Let’s kick off Diabetes Blog Week by talking about the diabetes causes and issues that really get us fired up. Are you passionate about 504 plans and school safety? Do diabetes misconceptions irk you? Do you fight for CGM coverage for Medicare patients, SDP funding, or test strip accuracy? Do you work hard at creating diabetes connections and bringing support? Whether or not you “formally” advocate for any cause, share the issues that are important to you. (Thanks go out to Kim of Texting my Pancreas for inspiring this topic.)
Diabetes is the leading cause of nothing..so they say.
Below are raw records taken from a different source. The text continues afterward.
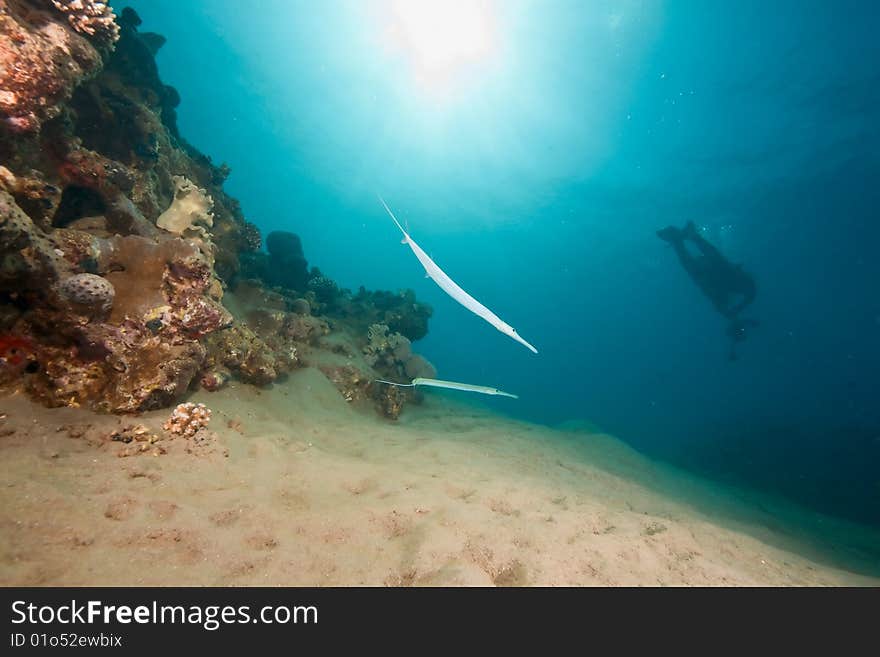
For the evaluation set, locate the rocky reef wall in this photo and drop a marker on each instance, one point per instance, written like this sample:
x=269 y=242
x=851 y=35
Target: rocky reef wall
x=119 y=246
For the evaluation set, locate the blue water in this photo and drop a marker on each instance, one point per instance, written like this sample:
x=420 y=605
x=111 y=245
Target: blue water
x=536 y=173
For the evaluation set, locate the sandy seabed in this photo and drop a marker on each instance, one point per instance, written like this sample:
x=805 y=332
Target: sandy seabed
x=293 y=486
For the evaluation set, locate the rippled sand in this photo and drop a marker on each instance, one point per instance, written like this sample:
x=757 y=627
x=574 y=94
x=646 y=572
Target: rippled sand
x=293 y=486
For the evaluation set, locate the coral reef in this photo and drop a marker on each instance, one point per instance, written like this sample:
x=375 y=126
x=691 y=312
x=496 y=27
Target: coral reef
x=89 y=17
x=190 y=210
x=42 y=60
x=88 y=291
x=391 y=355
x=187 y=419
x=287 y=264
x=118 y=243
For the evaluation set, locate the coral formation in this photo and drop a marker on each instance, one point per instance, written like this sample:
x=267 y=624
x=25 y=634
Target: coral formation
x=391 y=355
x=187 y=418
x=190 y=210
x=287 y=264
x=118 y=243
x=88 y=290
x=89 y=17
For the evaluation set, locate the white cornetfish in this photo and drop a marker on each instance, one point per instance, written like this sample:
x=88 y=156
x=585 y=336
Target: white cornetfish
x=452 y=385
x=452 y=289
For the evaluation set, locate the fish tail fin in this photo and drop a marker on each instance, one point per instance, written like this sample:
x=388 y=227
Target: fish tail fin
x=391 y=214
x=392 y=383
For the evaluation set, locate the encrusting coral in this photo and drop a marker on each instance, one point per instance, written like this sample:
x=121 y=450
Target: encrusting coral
x=189 y=211
x=118 y=242
x=187 y=419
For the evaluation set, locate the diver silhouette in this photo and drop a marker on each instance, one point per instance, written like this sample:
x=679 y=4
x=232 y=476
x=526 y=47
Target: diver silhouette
x=728 y=286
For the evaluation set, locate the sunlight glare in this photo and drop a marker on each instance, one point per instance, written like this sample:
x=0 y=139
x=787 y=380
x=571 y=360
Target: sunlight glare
x=442 y=38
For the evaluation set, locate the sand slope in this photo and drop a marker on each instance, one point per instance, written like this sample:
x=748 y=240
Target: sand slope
x=292 y=486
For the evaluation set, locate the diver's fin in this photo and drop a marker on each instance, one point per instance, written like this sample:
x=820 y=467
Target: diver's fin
x=669 y=234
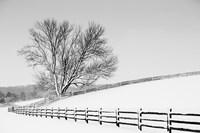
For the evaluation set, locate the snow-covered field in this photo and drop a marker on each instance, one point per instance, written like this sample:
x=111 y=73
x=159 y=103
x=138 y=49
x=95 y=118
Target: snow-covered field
x=181 y=94
x=169 y=93
x=22 y=103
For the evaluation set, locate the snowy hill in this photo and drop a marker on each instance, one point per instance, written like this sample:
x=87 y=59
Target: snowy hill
x=180 y=92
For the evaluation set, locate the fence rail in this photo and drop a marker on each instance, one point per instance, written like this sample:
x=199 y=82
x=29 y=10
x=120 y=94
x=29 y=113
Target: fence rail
x=118 y=117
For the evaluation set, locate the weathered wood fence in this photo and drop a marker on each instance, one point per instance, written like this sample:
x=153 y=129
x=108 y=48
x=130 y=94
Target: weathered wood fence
x=140 y=118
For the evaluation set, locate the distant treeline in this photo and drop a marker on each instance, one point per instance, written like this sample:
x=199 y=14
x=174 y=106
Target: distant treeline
x=19 y=93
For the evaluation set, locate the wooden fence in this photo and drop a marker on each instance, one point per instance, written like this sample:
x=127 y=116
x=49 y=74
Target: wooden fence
x=140 y=118
x=108 y=86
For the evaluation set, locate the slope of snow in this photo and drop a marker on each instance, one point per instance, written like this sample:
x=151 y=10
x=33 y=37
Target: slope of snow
x=23 y=103
x=180 y=93
x=169 y=93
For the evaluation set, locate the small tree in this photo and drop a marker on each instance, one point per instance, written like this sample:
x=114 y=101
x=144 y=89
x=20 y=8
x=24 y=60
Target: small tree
x=69 y=55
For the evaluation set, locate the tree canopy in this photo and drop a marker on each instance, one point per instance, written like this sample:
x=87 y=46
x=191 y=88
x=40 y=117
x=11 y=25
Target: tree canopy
x=69 y=54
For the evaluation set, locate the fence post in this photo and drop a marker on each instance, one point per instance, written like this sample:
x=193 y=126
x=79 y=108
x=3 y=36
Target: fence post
x=100 y=116
x=86 y=115
x=169 y=123
x=29 y=111
x=36 y=112
x=46 y=112
x=40 y=112
x=58 y=113
x=75 y=114
x=66 y=113
x=52 y=112
x=140 y=119
x=117 y=117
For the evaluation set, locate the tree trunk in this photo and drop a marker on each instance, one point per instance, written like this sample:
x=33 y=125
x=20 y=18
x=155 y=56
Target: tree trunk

Oh,wait. That's not quite right..well-controlled diabetes is the leading cause of nothing.(we won't get into the semantics of "well-controlled"and genetics and all that jazz. That's a topic for another day.) But "control?" I think we can all agree it takes certain things to make that happen..medications,syringe/pump supplies, accurate AND adequate amounts of test strips,a supportive medical team, regular exercise, education & support. All these pieces to the puzzle. I think we can also agree that too few people have these..and too few insurance companies realize all that is involved in what makes up "control." If I could advocate, and if I ever won the lottery..I'd set up a foundation to help people get their meds/test strips/diabetes supplies. And I'd try to get on some famous person like Ellen's show to try and raise awareness of what this disease is,and the importance of treating it. Famous people have an incredibly platform to raise awareness. Meanwhile, the type 2 epidemic marches on. And there's not much we can really do about that until we cure both types of diabetes. We have to, before the costs from this disease bankrupt this country.(and others) And in the meantime,we all deserve treatment to keep our diabetes as well-controlled as possible. That's not to say that the average Joe Blow can't (& indeed,should) advocate but most people have jobs and responsibilities preventing them from doing so. It's just hard to see people A.not having the means to get supplies in the first place and B.being denied the treatment needed. Sometimes I think this diabetes battle can only be "controlled" enough to live a long,healthy life..if you are lucky enough to live in the top .0000000001%,first world,excellent health care,adequate funds to at least cover the out of pocket,all the advantages.Diabetes in the trenches is a whole other story. I would try to help people as I've been helped,to give them a chance to live a healthy life. I've never had to choose between food and test strips..and no one should have to.